David Williams

As President Obama concludes his tour of Asia, one of the most pressing issues he discussed with his counterparts is the Trans-Pacific Partnership (TPP), a trade agreement currently under negotiation between the United States and eleven other nations on both sides of the Pacific Ocean. Two of these countries – Japan and Malaysia – are stops on the President’s tour, and his visit to the region is a sign of how important the Trans-Pacific Partnership is to American trade policy and our overall foreign policy. TPP is also critical to jump-start a lagging U.S. economy.

The Asia-Pacific region is already home to some of our biggest trading partners, including President Obama’s first stop in Japan, our fourth-largest partner. On the other side of the Pacific, Canada and Mexico are first and third respectively. While the United States already holds individual Free Trade Agreements (FTAs) with several countries that would become part of the Trans-Pacific Partnership, signing the agreement would open up exciting new markets like Japan, Malaysia and Brunei to the top-notch goods and services provided by American workers.

TPP countries contribute about 15 percent of all global trade, and in 2012, the U.S. traded more than $1.5 trillion in goods with these nations alone. And this market is only getting larger. Since 2006, the goods trade has seen a 44 percent increase with our existing FTA partners in the region, while the services industry has seen a 42 percent spike. This is good news for American workers and taxpayers. Trade with TPP countries supported nearly 15 million American jobs in 2011. If we are able to remove trade barriers and strengthen investment ties with these nations by signing this agreement, the growth potential is enormous. Taxpayers benefit because government will bring in more tax revenue without raising taxes.

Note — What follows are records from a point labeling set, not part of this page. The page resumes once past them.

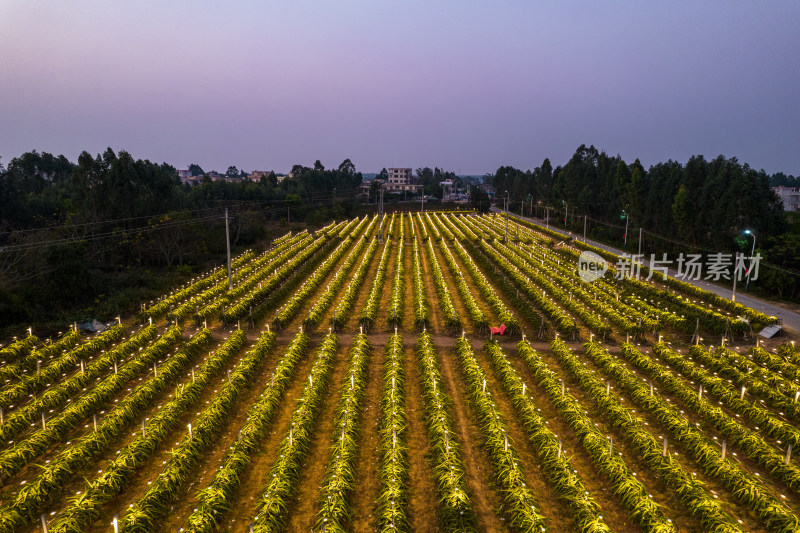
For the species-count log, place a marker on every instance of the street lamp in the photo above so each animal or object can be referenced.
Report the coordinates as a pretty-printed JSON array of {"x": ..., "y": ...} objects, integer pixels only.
[{"x": 752, "y": 251}]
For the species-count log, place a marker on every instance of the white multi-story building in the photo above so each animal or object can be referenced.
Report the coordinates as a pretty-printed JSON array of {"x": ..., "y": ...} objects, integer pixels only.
[{"x": 790, "y": 196}]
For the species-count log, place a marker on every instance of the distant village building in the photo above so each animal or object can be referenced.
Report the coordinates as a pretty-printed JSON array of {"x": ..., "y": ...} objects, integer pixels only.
[
  {"x": 258, "y": 174},
  {"x": 790, "y": 196},
  {"x": 400, "y": 179}
]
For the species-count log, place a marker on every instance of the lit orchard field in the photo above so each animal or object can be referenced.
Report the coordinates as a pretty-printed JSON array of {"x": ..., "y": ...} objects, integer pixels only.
[{"x": 346, "y": 382}]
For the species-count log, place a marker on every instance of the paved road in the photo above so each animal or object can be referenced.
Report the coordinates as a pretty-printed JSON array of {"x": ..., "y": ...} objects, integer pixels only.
[{"x": 791, "y": 319}]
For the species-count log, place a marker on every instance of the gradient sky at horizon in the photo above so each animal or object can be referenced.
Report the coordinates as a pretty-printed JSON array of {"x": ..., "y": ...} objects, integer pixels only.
[{"x": 467, "y": 86}]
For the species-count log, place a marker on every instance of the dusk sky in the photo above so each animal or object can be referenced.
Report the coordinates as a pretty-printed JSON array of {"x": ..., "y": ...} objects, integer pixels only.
[{"x": 463, "y": 85}]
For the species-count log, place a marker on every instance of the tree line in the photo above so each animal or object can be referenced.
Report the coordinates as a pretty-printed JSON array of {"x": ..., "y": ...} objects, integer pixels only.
[{"x": 99, "y": 235}]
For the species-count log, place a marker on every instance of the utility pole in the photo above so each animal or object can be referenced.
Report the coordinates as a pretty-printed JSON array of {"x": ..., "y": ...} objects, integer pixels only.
[
  {"x": 640, "y": 240},
  {"x": 584, "y": 228},
  {"x": 380, "y": 212},
  {"x": 507, "y": 216},
  {"x": 228, "y": 242}
]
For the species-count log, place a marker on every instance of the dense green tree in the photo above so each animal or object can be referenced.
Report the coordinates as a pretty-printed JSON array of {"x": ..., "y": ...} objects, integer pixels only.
[{"x": 196, "y": 170}]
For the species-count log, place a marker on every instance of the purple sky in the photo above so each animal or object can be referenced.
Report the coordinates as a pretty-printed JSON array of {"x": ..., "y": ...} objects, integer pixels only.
[{"x": 463, "y": 85}]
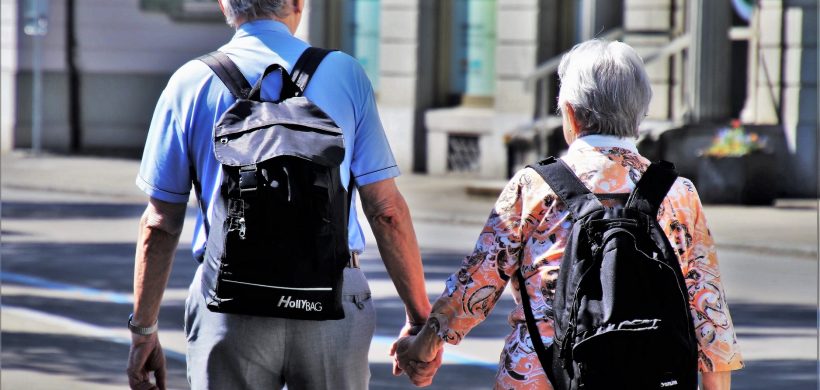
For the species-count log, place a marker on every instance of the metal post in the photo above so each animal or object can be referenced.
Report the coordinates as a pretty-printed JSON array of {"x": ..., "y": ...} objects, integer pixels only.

However, there’s still work to be done here at home before we can expand our trade presence abroad. To advance TPP and other trade agreements in the works around the world, Congress must grant Trade Promotion Authority (TPA) to the President. TPA allows the President – with the consultation and oversight of Congress – to negotiate trade deals on behalf of the United States, greatly expediting an otherwise ponderous process. TPA has been used in this manner by every President since Franklin Roosevelt, until it expired in 2007.


David Williams

David Williams is the President of the Taxpayer Protection Alliance (TPA).